Selain itu, Allah SWT juga memberikan
kepada umat Islam para pendahulu yang selalu menjaga al-Quran dan hadits.
Mereka adalah orang-orang yang jujur, amanah dan memegang janji. Sebagian
diantara mereka mencurahkan perhatiannya tehadap al-Quran dan ilmunya yaitu mufassirin.

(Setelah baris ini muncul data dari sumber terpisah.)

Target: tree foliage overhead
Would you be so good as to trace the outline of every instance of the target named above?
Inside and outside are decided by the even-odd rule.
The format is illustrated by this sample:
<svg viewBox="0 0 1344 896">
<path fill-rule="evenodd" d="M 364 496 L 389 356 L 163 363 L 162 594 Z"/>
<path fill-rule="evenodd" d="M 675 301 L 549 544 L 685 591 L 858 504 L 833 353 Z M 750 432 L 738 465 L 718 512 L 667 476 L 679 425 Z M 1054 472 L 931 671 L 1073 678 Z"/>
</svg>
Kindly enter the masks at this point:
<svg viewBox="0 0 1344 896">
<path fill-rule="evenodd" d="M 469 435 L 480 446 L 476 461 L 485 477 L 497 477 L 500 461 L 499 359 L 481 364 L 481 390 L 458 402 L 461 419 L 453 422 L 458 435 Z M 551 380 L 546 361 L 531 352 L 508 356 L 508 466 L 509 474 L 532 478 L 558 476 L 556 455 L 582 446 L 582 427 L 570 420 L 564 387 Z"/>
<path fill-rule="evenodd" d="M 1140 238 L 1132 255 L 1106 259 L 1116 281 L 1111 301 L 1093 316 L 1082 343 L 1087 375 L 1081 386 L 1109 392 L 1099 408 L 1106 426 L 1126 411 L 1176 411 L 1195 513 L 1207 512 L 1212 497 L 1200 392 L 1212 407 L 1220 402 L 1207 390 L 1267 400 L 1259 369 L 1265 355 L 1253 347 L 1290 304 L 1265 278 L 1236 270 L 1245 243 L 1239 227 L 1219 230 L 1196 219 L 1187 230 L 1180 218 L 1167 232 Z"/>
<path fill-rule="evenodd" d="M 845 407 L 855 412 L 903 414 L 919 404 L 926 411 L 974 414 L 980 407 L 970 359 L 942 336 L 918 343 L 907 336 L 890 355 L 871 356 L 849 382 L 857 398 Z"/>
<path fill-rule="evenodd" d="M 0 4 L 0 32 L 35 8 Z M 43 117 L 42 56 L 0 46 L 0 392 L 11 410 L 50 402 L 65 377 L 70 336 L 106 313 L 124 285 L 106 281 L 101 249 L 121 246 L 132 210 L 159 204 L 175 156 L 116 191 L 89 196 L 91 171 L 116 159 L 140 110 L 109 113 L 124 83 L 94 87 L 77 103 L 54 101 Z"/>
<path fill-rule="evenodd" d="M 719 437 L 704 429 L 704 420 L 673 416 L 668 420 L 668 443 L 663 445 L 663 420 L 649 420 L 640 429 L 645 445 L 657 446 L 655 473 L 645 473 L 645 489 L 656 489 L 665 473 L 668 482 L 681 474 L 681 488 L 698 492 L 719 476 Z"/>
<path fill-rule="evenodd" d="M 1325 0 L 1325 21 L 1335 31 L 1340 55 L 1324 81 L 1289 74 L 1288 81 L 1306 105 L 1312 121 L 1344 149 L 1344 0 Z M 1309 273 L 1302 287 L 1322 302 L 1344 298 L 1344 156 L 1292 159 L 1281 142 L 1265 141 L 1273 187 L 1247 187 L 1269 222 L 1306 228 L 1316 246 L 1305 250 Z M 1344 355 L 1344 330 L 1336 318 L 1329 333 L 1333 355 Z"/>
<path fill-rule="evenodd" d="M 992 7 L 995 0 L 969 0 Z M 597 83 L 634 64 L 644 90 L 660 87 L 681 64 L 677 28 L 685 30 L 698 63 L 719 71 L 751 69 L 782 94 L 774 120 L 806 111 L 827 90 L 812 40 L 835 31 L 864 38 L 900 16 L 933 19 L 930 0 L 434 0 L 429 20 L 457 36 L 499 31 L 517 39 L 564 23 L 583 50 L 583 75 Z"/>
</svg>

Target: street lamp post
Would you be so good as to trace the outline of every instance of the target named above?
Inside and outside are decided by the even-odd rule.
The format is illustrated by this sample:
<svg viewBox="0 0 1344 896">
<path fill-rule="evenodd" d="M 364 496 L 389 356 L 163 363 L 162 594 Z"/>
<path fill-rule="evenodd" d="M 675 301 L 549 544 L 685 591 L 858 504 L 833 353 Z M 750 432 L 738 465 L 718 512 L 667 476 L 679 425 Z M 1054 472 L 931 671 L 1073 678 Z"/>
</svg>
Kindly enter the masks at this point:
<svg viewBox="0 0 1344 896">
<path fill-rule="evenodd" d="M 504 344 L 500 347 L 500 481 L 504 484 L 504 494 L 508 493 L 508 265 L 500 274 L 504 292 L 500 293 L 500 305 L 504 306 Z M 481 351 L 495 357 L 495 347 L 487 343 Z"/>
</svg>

Dan sebagian lagi memprioritaskan perhatiannya untuk menjaga hadits nabi dan
ilmunya, mereka adalah muhadditsin.
Allah SWT berfirman dalam surat
an-Nisa’ ayat 59 :
يَااَيُّهَاالَّذِيْنَ
امَنُوْا اَطِيْعُوااللهَ وَاَطِيْعُواالرَّسُوْلَ وَاُولِى اْلاَمْرِ مِنْكُمْ ج
فَإِنْ تَنَازَعْتُمْ فِى شَيْئٍ فَرُدُّوْهُ اِلىَ اللهِ وَالرَّسُوْلِ اِنْ
كُنْتُمْ تُؤْمِنُوْنَ بِاللهِ وَالْيَوْمِ اْلاخِرِ قلى ذلِكَ خَيْرٌ
وَّاَحْسَنَ تَأْوِيْلاً ﴿النساء : ٥٩﴾
Artinya: Hai
orang-orang yang beriman, taatilah Allah dan taatilah Rasul (Nya), dan ulil
amri di antara kamu. Kemudian jika kamu berlainan pendapat tentang sesuatu, maka
kembalikanlah ia kepada Allah (Al-Quran) dan Rasul (sunnahnya), jika kamu
benar-benar beriman kepada Allah dan hari kemudian. Yang demikian itu lebih
utama (bagimu) dan lebih baik akibatnya.[1]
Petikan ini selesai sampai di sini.